Only 1 reason . . . it isn't in NYC.

=R=

I know this might not be in the right area,(please direct me to the correct thread if wrong) but imho it is relevant to my earlier query...I was also suprised about the winner for Rising Star Chef-even though he's the chef de cuisine at French Laundry, it's not really his restaurant, it's Keller's, right? Meaning Keller would be the one who determines what the menu is, etc. Am I off base? One thinks of French Laundry as Keller's restaurant, not Corey Yee. Seemed odd to me, that's all, especially with someone like Graham Elliot Bowles in charge of the kitchen, making the menu and cooking full time.

I understand traditionally the Chef De Cuisine is in charge of the kitchen and usually has a lot of input with the menu if not all of it. Also, If memory serves me right..Bowles is a Chef De Cuisine as well? With the Laundry, Keller isn't there everyday because of his other 4 locations (bouchons and per se). Also, Benno of Per Se was awarded a Best New Chef of Food & Wine. Benno and Lee run there respective locations as an extension of Chef Keller. This is only my guess but Keller probably lets them run the kitchen themselves because he knows they will be running it the way he wants to be ran. I hope that makes sense. :wink:

If Lee is the one who makes the decisions and is cooking his own distinctive food and not Kellers, then I understand.
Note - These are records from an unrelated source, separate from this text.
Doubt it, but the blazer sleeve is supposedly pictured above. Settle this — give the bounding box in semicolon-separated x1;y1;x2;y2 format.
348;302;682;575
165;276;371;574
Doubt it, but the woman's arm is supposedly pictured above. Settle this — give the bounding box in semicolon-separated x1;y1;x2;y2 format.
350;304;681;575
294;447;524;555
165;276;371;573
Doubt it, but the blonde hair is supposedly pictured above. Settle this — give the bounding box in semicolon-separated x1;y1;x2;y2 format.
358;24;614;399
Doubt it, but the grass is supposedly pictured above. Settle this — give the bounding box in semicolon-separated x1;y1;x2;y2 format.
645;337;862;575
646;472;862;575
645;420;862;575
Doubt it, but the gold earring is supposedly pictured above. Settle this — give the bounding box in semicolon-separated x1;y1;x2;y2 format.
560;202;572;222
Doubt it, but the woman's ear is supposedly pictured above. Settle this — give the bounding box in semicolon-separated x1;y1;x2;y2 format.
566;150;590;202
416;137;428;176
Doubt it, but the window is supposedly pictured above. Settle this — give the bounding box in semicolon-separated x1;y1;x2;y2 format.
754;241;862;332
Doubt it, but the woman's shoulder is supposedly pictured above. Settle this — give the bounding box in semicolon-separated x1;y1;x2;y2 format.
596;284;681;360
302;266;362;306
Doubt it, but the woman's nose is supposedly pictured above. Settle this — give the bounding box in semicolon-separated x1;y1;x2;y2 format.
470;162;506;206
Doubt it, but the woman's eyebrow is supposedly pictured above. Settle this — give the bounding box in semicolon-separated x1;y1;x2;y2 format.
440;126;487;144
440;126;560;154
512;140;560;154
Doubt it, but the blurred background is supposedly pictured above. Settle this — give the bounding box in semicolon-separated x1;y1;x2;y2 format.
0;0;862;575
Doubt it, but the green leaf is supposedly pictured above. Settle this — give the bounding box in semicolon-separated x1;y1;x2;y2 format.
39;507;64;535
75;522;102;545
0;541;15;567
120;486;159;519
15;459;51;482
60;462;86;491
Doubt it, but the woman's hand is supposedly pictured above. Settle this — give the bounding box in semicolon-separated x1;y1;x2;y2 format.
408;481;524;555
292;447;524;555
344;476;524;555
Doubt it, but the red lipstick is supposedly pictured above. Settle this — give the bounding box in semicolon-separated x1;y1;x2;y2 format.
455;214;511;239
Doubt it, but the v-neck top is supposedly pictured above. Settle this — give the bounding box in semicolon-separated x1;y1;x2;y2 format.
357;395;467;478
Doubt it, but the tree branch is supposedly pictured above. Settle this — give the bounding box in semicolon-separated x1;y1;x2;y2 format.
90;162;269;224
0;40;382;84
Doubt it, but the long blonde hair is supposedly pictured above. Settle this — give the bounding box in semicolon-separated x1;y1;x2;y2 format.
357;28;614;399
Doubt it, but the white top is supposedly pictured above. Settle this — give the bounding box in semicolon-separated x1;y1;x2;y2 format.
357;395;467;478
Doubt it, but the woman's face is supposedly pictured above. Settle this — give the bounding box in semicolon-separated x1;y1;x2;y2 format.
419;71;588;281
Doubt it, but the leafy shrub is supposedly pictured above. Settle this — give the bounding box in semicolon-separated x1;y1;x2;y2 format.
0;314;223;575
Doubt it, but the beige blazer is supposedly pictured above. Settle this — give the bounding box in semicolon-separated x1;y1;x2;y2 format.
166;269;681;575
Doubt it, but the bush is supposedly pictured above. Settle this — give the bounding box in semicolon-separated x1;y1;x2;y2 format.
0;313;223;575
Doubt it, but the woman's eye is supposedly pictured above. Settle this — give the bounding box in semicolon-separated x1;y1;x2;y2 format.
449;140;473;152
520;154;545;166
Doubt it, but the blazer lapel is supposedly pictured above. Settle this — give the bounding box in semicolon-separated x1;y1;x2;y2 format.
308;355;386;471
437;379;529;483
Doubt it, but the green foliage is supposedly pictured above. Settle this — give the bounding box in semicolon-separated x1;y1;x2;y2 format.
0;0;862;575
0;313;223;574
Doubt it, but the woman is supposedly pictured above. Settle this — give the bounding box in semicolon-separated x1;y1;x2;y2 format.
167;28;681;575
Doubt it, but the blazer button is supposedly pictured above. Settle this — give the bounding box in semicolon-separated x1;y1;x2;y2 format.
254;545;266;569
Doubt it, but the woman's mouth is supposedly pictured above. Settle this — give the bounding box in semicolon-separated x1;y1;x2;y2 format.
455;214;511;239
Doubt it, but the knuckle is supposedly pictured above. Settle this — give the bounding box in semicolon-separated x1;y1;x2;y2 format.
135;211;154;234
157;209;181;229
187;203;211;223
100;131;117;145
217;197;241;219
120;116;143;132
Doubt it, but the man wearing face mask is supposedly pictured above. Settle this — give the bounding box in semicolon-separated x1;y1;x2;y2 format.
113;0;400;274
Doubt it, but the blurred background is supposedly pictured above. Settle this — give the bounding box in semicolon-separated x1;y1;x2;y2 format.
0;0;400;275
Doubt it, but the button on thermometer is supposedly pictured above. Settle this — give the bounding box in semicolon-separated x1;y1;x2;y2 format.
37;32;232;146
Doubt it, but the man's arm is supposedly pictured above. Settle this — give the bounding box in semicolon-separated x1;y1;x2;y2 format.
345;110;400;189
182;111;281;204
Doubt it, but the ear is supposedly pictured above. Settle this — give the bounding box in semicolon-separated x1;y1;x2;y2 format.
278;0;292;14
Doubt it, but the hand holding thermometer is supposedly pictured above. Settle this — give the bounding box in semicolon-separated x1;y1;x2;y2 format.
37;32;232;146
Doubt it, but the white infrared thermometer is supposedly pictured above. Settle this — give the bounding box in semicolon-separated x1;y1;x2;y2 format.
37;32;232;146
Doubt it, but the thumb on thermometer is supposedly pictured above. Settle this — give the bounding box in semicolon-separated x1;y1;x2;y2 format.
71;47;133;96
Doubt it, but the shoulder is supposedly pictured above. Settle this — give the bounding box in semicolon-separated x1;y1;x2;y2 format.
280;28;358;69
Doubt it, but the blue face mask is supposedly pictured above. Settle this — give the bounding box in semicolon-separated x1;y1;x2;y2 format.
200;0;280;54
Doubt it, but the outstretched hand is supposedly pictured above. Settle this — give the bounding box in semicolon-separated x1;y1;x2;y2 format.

I wondered because the French Laundry cookbook is by Keller, it's thought of as Keller's place, but if Lee is the one cooking the food every day and Keller is like the one running the business side, I guess it makes sense.

Corey pretty much decides on the menu every night and so does Devin Knell (Exec Sous). They are still under Keller, but you can differentiate subtle differences between the two chefs who run the pass.